Description
It’s a tree of caducous leaf and an erect trunk that might go up to 20 m. The trunk opens up in thin branches which are almost horizontally displaced at the top. Bark is dark gray and is longitudinally grooved. Leaves are heart-shaped, petiolate with a serrated edge, glabrous, with brownish hair beneath, where the nerve ramifications are found. Flowers are scented, pale greenish-yellow, formed by 5 petals, plenty of stamens and an ovary, grouped in corymbose inflorescences which peduncle is partially connected to a membranous, lanceolate bract of approximately 8 cm long rounded at the apex. The fruit is a hairy capsule, hard and resistant with one or two seeds.
It lives in limy soils, not extremely humid and in shadowy places.
Part used
Inflorescences, including bracts and the middle part of the bark (inner bark) of T. cordata Mill., T. platyphyllos Scop. and T. vulgaris Heyne.
Indications
Bracts and inflorescences
- They are used as sedatives and anxiolytic in cases of insomnia and nervous excitability.
- As a cough suppressant in colds.
- Fever and flu.
- It is normally used along with other sedatives and anti-spasmodic drugs, such as chamomile, valerian or lemon balm.
Middle part of the bark
- Sedative, in baths.
- Anti-spasmodic at the hepatobiliary zone, being very useful to treat Oddi’s sphincter spasms.
- Digestive migraine.
- Liver colic.
- Kidney lithiasis.
- Atherosclerosis.
- Arterial hypertension.
Bibliography
Bachiller, LI. Efectos de las drogas vegetales. En “Actas del III Congreso Internacional de Fitoterapia y Técnicas Afines “Ciudad de Oviedo”. 2002.

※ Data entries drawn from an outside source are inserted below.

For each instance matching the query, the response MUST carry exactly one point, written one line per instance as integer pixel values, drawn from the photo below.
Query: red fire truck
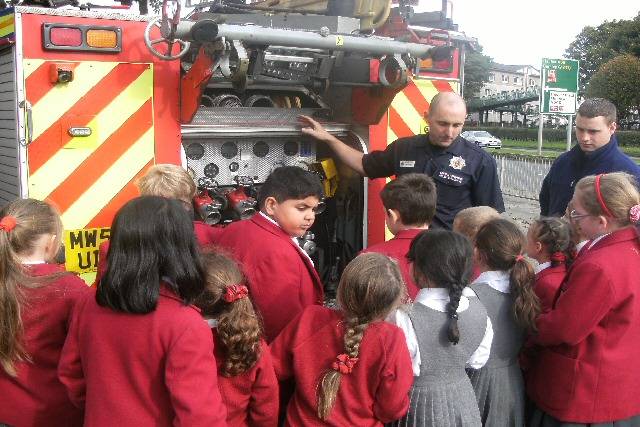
(89, 99)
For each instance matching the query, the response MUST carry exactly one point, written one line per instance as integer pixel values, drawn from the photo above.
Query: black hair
(152, 240)
(446, 259)
(596, 107)
(555, 234)
(413, 195)
(290, 182)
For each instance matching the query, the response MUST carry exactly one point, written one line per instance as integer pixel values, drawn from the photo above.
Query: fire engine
(90, 99)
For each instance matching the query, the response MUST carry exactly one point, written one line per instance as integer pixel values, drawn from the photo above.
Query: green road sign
(559, 86)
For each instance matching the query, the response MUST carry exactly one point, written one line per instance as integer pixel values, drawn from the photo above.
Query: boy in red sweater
(281, 277)
(410, 204)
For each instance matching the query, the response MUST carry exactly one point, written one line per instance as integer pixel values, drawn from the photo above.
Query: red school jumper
(281, 279)
(547, 283)
(397, 248)
(205, 235)
(252, 397)
(375, 392)
(588, 371)
(35, 397)
(155, 369)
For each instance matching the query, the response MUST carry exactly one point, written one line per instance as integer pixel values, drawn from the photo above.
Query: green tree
(594, 46)
(476, 72)
(619, 81)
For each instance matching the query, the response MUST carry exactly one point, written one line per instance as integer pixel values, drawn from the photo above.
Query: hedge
(630, 138)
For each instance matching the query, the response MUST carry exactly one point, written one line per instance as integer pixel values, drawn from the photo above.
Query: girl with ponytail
(36, 301)
(588, 367)
(351, 368)
(549, 243)
(246, 377)
(505, 288)
(447, 329)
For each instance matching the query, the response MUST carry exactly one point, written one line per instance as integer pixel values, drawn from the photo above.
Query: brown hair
(469, 220)
(370, 288)
(414, 197)
(34, 218)
(555, 236)
(170, 181)
(500, 244)
(239, 329)
(596, 107)
(619, 193)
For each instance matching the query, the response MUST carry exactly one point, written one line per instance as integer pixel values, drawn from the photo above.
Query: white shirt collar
(498, 280)
(542, 266)
(438, 298)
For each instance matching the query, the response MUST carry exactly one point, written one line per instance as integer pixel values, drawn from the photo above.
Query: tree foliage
(618, 80)
(476, 73)
(595, 46)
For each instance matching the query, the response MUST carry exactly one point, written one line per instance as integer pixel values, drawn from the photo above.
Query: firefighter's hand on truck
(314, 129)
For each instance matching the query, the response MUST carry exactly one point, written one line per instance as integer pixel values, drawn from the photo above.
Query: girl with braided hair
(549, 243)
(447, 329)
(505, 288)
(351, 368)
(246, 378)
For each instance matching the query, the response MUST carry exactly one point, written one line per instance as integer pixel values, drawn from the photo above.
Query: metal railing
(522, 176)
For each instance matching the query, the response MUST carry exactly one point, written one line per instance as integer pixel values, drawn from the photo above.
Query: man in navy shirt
(464, 173)
(596, 152)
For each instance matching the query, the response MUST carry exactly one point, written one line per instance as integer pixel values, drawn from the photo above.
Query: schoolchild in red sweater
(280, 275)
(468, 221)
(36, 302)
(409, 204)
(139, 353)
(350, 367)
(589, 371)
(246, 378)
(173, 182)
(549, 243)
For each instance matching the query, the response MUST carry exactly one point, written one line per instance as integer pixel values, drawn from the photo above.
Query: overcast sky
(523, 32)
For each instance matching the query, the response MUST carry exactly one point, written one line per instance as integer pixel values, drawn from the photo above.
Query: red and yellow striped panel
(89, 178)
(407, 111)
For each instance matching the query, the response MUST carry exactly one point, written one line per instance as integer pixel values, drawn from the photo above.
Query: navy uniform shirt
(465, 174)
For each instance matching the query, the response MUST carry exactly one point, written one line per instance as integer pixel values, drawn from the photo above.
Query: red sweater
(154, 369)
(375, 392)
(588, 371)
(281, 279)
(397, 248)
(252, 397)
(205, 235)
(548, 282)
(36, 397)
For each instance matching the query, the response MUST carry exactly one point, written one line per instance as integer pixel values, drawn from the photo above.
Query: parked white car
(482, 138)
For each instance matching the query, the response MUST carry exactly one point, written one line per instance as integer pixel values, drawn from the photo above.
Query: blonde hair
(170, 181)
(468, 221)
(619, 192)
(34, 218)
(239, 328)
(370, 288)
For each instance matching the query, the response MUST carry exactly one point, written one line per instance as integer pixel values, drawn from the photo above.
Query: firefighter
(464, 173)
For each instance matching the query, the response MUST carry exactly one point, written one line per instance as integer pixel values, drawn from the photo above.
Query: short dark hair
(596, 107)
(152, 240)
(290, 182)
(414, 197)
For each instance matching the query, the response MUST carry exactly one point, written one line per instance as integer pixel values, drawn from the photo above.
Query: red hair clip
(344, 364)
(8, 223)
(235, 292)
(634, 213)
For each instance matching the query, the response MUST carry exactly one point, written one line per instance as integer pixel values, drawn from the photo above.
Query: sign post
(558, 92)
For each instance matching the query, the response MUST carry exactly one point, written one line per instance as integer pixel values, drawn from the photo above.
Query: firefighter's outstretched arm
(348, 155)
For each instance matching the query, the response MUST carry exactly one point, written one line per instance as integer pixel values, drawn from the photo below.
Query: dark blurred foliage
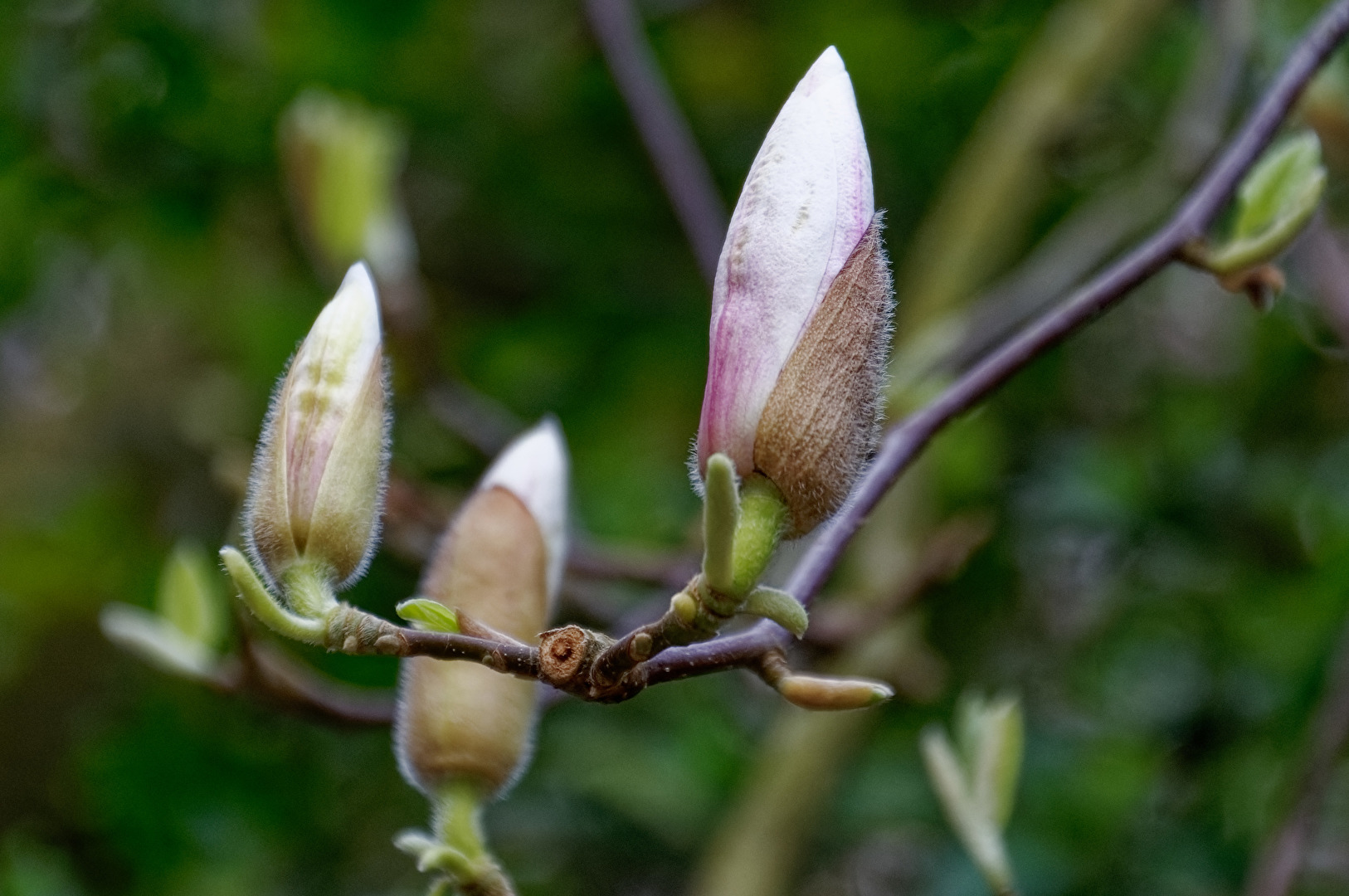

Coleta M, Campos MG, Cotrim MD y Proenca da Cunha A. Comparative evaluation of Melissa officinalis L., Tilia europaea L., Passiflora edulis Sims. and Hypericum perforatum L. in the elevated plus maze anxiety test. Pharmacopsychiatry. 2001;34 Suppl 1:S20-1.
Matsuda H, Ninomiya K, Shimoda H y Yoshikawa M. Hepatoprotective principles from the flowers of Tilia argentea (linden): structure requirements of tiliroside and mechanisms of action. Bioorg Med Chem. 2002 Mar;10(3):707-12.
Viola H, Wolfman C, Levi de Stein M, Wasowski C, Pena C, Medina JH, Paladini AC. Isolation of pharmacologically active benzodiazepine receptor ligands from Tilia tomentosa (Tiliaceae). J Ethnopharmacol. 1994;44(1):47-53.